And both Democrats threatened Bush with the same sad paradox that happened to his father.

Indeed, the situation seems to be mirror-like at first glance. After expelling Saddam Hussein from Kuwait with triumph in the summer of 1991, George Bush Sr was awarded a truly sky-high rating. But in the remaining 16 months until a presidential ballot the popular adulation quickly waned. The "liberator of Kuwait" lost 56 percentage points and ceded 6 million votes to the little known Arkansas governor Bill Clinton. The Republican pundits wrung their arms with a mute question in their eyes: "Why, oh why?" The reply given by James Carville, the most famed political consultant in America ever since, has been carved into the public mind for ever:

"It's all the economy, you silly".

The American economy today, experts think, is perhaps in a far more parlous state than 12 years ago. Just look at the tip of the looming iceberg. Since George W. Bush moved into the White House the country's stock market has depreciated by about 30 per cent. Gone are two million jobs. The budget surplus has given way to a deficit amounting to 400 billion. Economic growth between 2000 and 2002 was the slowest ever for any three-year span since the first Persian Gulf war, mind you.
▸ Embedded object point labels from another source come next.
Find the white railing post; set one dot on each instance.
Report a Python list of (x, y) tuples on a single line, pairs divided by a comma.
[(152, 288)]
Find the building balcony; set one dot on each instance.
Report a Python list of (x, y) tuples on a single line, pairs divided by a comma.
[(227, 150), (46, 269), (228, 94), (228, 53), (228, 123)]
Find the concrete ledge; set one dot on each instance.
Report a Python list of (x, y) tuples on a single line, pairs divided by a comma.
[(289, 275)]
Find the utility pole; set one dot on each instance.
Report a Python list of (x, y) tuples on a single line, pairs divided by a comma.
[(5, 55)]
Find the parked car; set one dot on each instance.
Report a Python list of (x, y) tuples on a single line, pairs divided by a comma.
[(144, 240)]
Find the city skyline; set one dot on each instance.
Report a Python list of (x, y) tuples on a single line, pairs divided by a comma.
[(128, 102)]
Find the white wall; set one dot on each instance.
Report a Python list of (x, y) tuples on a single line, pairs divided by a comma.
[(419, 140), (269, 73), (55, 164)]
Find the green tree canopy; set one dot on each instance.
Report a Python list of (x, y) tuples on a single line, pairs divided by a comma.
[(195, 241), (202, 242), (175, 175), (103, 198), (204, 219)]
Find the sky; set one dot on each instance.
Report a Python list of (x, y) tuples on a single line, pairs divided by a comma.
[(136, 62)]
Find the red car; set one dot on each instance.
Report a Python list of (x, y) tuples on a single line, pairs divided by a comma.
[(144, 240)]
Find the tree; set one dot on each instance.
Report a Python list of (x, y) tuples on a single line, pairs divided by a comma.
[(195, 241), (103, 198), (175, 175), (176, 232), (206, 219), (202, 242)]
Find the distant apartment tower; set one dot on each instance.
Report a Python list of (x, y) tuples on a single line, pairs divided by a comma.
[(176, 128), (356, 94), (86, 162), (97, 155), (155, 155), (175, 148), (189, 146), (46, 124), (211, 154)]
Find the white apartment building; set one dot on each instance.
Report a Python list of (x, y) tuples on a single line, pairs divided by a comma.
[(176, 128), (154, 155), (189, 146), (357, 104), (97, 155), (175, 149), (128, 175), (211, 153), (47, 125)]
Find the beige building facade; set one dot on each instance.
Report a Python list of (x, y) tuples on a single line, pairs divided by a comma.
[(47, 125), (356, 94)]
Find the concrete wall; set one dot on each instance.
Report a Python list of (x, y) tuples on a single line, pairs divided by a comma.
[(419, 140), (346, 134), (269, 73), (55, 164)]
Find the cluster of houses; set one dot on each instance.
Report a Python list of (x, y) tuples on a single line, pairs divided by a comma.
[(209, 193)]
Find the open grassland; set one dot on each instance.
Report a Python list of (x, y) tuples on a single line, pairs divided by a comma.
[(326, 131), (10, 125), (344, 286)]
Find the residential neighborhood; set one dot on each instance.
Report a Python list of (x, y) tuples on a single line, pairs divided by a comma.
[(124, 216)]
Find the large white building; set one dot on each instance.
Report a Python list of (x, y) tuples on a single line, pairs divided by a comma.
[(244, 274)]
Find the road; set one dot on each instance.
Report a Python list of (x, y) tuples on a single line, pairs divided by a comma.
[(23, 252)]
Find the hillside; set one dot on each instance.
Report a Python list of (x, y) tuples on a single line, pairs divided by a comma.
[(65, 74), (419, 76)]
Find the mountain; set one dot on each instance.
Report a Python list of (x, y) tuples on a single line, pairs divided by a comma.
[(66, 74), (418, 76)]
Nevertheless American political history is unlikely to repeat itself. It looks the son president has learned well the lesson he read between the lines of his father's biography.

First, unlike father, Bush Jr is perfectly aware - perhaps thanks to his advisers - of the keenness of popular concern evoked byeconomic troubles. Just leaked into the press, a confidential memo of the Republican Party lectures its activists: "2003 is not 1991 ... Focus on the issue of jobs ... Encourage economic debates ... " The president knows what needs to be aired in the course of such party discussions. It is his idea to reduce federal taxes by 726 billion over the next ten years and to stimulate an economic revival. This is in direct contrast to what his father did. In 1992, Bush Sr is considered to have lost his "Kuwait liberator" halo, antagonised conservatives and, consequently, lost a sizeable proportion of the electorate precisely over his decision to raise taxes.

Bush Jr's fiscal programme is not to the liking of everybody either. The point is that the administration has conceived to cut taxes mainly on stock market dividends. The expectation is that booming share prices will be the best incentive for an economic upswing. But actually it is nothing but subsidising share investors at federal expense. The wisdom of such a contraption made up of two communicating vessels seems doubtful to many financial experts.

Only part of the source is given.